The first person I met was Jo Cox, director of Smurfit Kappa Roermond Papier, part of the Smurfit Kappa Group. The Limburg-based mill is one of the largest in Europe and boasts strong output growth and performance. The Smurfit Kappa group prides itself on its sustainable approach to manufacturing and the Roermond Papier mill, managed by Cox, recently won an award for Bio Strategy of the Year.

Cox said: “For a big business like this, it’s important that we have no variations in currency. Also, Germany is a very strong economy, as we all know, and so we can take the opportunities it offers. All markets are accessible from here. We deliver to France, the UK, Poland, and so on. We also have good water connections, not just motorways. Our transportation costs are low. We’re the best in class regarding transport costs, because of our superb location.”

“There are 26 million people within a small radius of here [Roermond] so that’s very important. But it’s also extremely important that we have the right work ethos. We have really good people in this area. At the end of the day, it’s all about the motivation of the people,” he continued.

Paper manufacturing is not the only industry that can benefit from a cross-border location. It makes sense that Limburg’s unique geography would be highly beneficial to a company specialising in international transportation and logistics.

Seacon Logistics is headquartered in the Limburgian town and logistical hotspot of Venlo, where it has been operating since 1985. It is now the biggest company in North Limburg.

The company has a presence in over 75 countries and uses a multi-modal approach including land, rail and sea transportation methods. Seacon Logistics understands the power of leveraging the cross-border mentality, and in doing so has become closely aligned with the wider goals of Connect Limburg.

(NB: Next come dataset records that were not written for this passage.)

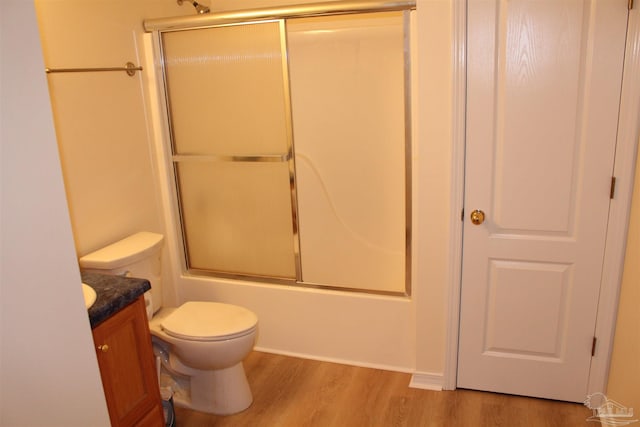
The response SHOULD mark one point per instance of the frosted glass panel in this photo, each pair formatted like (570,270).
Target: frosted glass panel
(226,90)
(228,102)
(237,217)
(347,78)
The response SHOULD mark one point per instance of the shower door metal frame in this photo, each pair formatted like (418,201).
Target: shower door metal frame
(280,15)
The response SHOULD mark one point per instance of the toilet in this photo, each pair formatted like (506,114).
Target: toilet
(200,345)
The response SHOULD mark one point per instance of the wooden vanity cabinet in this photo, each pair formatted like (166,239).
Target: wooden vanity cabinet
(127,367)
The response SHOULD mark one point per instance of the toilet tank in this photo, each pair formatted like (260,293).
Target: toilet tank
(135,256)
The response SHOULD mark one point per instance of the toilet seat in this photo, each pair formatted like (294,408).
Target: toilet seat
(209,321)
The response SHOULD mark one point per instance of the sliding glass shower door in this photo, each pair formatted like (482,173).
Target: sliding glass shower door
(291,149)
(227,90)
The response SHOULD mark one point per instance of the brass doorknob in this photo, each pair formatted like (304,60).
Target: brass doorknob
(477,217)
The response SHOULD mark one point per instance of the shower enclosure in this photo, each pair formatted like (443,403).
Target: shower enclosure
(290,142)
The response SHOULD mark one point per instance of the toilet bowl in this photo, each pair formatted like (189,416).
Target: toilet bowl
(200,344)
(207,342)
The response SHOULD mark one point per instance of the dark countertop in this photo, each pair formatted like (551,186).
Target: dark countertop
(112,294)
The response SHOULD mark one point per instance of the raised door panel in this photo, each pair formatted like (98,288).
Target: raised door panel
(125,357)
(543,96)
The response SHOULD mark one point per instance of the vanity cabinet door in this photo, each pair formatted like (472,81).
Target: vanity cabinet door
(127,367)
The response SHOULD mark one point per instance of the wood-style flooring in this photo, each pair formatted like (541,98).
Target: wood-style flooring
(293,392)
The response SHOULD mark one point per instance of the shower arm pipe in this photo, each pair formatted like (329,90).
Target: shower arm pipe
(279,12)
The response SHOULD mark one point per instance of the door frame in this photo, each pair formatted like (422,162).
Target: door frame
(619,209)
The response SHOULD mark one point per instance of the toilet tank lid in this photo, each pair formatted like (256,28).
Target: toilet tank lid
(123,252)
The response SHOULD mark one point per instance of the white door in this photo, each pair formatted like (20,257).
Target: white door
(544,82)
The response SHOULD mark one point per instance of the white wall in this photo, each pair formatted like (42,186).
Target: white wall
(48,369)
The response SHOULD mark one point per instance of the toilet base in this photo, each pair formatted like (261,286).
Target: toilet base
(219,392)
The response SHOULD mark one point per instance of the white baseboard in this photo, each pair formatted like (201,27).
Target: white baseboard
(427,381)
(379,366)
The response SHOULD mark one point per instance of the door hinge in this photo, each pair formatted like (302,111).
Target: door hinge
(612,191)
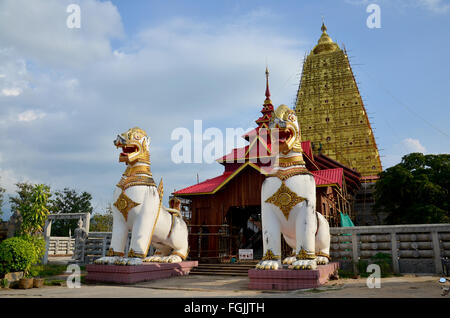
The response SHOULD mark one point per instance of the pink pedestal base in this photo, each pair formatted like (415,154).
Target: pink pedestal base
(289,279)
(137,273)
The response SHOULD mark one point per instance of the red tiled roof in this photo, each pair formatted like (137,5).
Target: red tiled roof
(205,186)
(329,176)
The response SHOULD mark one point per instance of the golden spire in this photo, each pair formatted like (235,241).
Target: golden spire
(325,43)
(323,28)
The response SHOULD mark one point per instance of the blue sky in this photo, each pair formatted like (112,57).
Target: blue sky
(65,93)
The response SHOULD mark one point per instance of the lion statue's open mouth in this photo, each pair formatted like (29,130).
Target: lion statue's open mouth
(133,145)
(284,129)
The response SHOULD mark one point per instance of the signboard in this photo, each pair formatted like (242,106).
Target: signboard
(245,253)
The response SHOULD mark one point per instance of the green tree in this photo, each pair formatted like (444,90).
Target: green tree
(417,190)
(69,201)
(102,222)
(2,191)
(32,203)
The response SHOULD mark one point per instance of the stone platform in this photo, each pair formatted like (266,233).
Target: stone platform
(131,274)
(289,279)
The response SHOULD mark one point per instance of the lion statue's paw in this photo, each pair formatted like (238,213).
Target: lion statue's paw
(304,264)
(269,264)
(289,260)
(153,259)
(134,261)
(322,260)
(106,260)
(171,259)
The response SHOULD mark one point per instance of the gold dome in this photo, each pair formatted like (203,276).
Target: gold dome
(325,43)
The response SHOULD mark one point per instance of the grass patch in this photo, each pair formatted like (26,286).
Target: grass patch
(47,270)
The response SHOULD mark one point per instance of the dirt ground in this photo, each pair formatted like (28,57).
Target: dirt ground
(193,286)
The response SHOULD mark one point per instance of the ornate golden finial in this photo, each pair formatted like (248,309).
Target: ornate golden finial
(323,28)
(267,83)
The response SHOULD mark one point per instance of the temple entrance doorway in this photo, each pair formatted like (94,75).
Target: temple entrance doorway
(245,229)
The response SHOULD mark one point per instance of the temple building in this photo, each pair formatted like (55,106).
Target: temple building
(226,210)
(332,116)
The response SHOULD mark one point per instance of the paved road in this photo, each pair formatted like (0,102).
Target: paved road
(225,286)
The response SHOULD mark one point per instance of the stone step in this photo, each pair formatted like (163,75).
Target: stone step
(222,269)
(214,273)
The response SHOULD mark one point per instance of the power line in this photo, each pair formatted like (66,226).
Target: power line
(405,105)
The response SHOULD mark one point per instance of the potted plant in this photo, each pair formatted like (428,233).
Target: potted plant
(18,254)
(38,282)
(4,283)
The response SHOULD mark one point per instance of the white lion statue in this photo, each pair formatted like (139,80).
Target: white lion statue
(288,201)
(138,208)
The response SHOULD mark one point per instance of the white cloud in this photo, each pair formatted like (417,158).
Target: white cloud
(30,115)
(434,6)
(413,145)
(38,31)
(166,76)
(11,91)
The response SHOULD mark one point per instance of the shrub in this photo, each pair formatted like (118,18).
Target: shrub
(39,246)
(16,254)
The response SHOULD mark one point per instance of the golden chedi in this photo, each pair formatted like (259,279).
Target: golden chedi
(331,112)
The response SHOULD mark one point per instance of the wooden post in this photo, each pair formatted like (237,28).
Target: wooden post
(394,253)
(436,252)
(199,242)
(47,231)
(355,254)
(104,247)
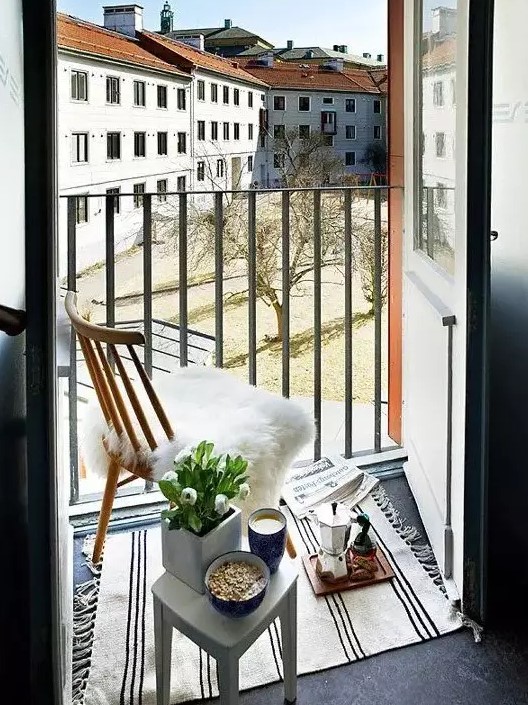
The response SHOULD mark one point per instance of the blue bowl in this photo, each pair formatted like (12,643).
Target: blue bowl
(237,608)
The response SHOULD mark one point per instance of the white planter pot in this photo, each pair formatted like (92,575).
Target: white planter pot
(187,556)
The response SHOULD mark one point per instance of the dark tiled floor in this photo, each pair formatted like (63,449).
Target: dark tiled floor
(452,670)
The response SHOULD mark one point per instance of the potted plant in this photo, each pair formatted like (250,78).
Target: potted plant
(201,524)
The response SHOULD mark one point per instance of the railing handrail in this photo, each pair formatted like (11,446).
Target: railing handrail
(232,192)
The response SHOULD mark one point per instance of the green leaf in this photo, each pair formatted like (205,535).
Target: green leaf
(170,490)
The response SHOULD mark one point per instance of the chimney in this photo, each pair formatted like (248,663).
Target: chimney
(197,41)
(125,19)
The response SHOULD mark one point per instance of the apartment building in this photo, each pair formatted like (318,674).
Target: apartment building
(346,106)
(141,113)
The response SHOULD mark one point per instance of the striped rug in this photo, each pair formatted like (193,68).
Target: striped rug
(114,653)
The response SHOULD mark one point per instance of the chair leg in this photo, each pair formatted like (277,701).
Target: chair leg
(106,510)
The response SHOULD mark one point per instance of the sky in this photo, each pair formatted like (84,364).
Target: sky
(360,24)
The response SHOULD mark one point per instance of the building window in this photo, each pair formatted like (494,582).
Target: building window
(139,93)
(181,183)
(329,122)
(79,85)
(182,99)
(81,209)
(113,145)
(182,143)
(438,94)
(440,144)
(117,201)
(113,94)
(139,190)
(140,149)
(441,196)
(162,96)
(162,144)
(79,147)
(304,132)
(162,188)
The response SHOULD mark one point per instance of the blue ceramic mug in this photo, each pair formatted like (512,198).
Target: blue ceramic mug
(267,536)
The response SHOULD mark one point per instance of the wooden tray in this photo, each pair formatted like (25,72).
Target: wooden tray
(320,587)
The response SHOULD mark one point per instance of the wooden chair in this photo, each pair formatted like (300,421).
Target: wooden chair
(115,409)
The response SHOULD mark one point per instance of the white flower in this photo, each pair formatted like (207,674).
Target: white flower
(170,476)
(243,491)
(189,496)
(221,504)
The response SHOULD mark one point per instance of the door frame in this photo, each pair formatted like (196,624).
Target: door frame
(40,70)
(480,104)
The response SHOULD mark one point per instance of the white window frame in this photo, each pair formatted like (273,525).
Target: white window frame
(75,147)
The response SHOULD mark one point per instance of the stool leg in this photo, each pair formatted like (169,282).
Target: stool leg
(163,647)
(228,679)
(288,619)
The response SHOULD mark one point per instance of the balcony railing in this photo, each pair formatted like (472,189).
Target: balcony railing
(316,257)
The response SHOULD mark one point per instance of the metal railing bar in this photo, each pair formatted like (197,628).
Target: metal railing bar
(182,294)
(252,287)
(219,280)
(286,294)
(377,320)
(147,282)
(322,189)
(72,382)
(348,326)
(317,322)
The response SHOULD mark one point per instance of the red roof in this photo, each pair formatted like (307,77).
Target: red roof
(313,77)
(89,38)
(187,56)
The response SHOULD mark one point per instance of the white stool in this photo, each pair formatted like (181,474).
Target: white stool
(178,606)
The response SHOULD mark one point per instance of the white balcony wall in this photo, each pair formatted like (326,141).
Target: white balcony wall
(96,118)
(364,119)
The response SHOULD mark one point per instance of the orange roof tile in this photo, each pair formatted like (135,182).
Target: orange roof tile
(314,77)
(88,38)
(173,50)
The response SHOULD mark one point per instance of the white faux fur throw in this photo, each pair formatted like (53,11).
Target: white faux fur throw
(208,404)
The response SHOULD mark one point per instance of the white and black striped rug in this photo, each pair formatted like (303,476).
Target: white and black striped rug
(114,652)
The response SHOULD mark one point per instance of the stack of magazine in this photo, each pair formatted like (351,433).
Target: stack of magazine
(330,479)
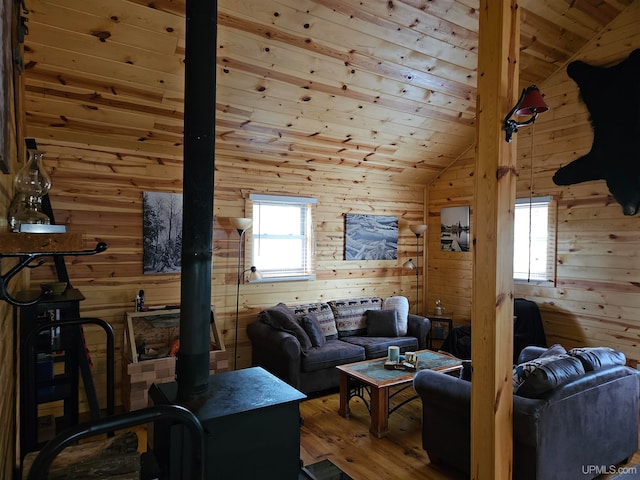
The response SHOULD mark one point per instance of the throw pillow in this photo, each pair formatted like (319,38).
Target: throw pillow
(382,323)
(401,305)
(324,315)
(314,330)
(281,318)
(598,357)
(532,379)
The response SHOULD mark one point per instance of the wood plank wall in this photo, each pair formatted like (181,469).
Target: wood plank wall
(110,135)
(596,297)
(101,207)
(9,366)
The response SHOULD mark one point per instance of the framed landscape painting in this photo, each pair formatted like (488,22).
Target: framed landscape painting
(454,229)
(371,237)
(162,232)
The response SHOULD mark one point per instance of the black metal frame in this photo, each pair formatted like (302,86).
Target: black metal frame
(42,462)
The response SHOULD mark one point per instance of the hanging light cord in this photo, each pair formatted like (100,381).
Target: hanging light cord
(530,202)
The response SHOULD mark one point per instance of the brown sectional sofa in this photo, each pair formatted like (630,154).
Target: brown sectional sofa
(347,336)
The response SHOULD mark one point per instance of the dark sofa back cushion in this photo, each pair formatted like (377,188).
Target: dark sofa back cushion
(597,357)
(350,314)
(281,318)
(544,374)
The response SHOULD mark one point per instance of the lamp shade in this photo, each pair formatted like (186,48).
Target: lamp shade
(255,274)
(532,102)
(418,229)
(240,223)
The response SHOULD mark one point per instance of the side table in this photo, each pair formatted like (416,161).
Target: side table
(439,335)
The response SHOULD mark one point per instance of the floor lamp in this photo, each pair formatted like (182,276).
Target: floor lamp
(418,230)
(241,225)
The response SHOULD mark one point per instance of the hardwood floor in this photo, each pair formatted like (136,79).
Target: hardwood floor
(348,444)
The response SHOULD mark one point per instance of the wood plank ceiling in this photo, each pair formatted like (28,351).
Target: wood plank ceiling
(365,90)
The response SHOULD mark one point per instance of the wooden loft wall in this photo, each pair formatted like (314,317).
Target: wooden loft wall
(595,299)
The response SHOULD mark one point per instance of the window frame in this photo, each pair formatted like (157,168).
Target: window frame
(551,245)
(307,271)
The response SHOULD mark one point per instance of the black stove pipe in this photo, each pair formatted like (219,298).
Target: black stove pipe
(192,368)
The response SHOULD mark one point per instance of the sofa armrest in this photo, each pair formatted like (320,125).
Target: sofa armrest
(419,327)
(443,391)
(529,353)
(276,351)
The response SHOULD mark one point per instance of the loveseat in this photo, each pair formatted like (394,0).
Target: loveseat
(574,414)
(302,344)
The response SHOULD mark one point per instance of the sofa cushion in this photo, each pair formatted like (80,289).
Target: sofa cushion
(598,357)
(281,318)
(382,323)
(334,353)
(350,314)
(377,347)
(324,315)
(553,350)
(401,305)
(314,330)
(536,377)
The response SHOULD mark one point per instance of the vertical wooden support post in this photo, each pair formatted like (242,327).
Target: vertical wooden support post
(495,184)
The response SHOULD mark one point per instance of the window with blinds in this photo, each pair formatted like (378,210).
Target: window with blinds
(282,245)
(534,236)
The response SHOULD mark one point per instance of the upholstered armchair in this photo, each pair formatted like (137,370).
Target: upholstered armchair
(577,410)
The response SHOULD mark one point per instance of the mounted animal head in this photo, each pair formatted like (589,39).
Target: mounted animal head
(612,97)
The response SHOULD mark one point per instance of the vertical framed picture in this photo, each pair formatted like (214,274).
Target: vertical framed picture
(370,237)
(454,229)
(162,232)
(7,18)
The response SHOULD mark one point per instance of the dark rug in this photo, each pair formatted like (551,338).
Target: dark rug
(323,470)
(627,472)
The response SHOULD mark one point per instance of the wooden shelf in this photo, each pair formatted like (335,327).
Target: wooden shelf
(24,243)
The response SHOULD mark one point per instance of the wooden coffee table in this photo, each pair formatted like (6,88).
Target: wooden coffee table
(372,377)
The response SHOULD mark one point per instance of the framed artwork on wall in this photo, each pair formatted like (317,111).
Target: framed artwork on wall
(161,232)
(454,229)
(370,237)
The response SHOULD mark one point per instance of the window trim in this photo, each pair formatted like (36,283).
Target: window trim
(308,203)
(552,215)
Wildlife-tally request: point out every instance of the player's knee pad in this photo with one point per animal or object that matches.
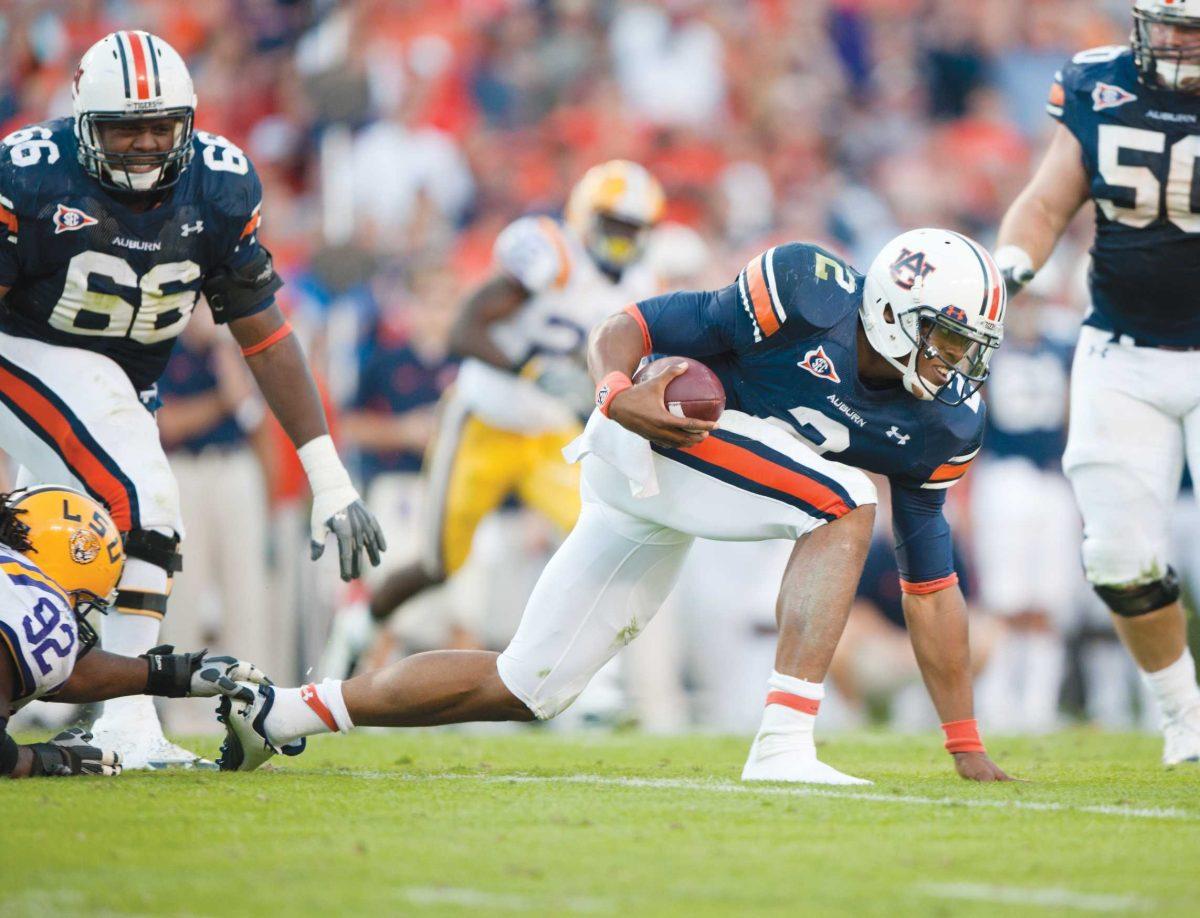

Corné Geerts, Seacon Logistics managing director, said: “From a logistics perspective, it’s very important to have close cooperation with Germany. Germany has the perfect rail infrastructure, going deep into the hinterland of Europe.”

“Obviously it’s hard for Limburg to compete with Amsterdam, where a lot of companies settle, because it has very good international connections. I don’t think it’s feasible yet for anywhere in Limburg to compete with an international city like Amsterdam,” he continued.

“But looking one step ahead, because real estate prices are so much lower here, Limburg could become an attractive alternative for internationals, not just the Dutch. Amsterdam is so congested and expensive. Often people just want to live somewhere calm and quiet,” said Geerts.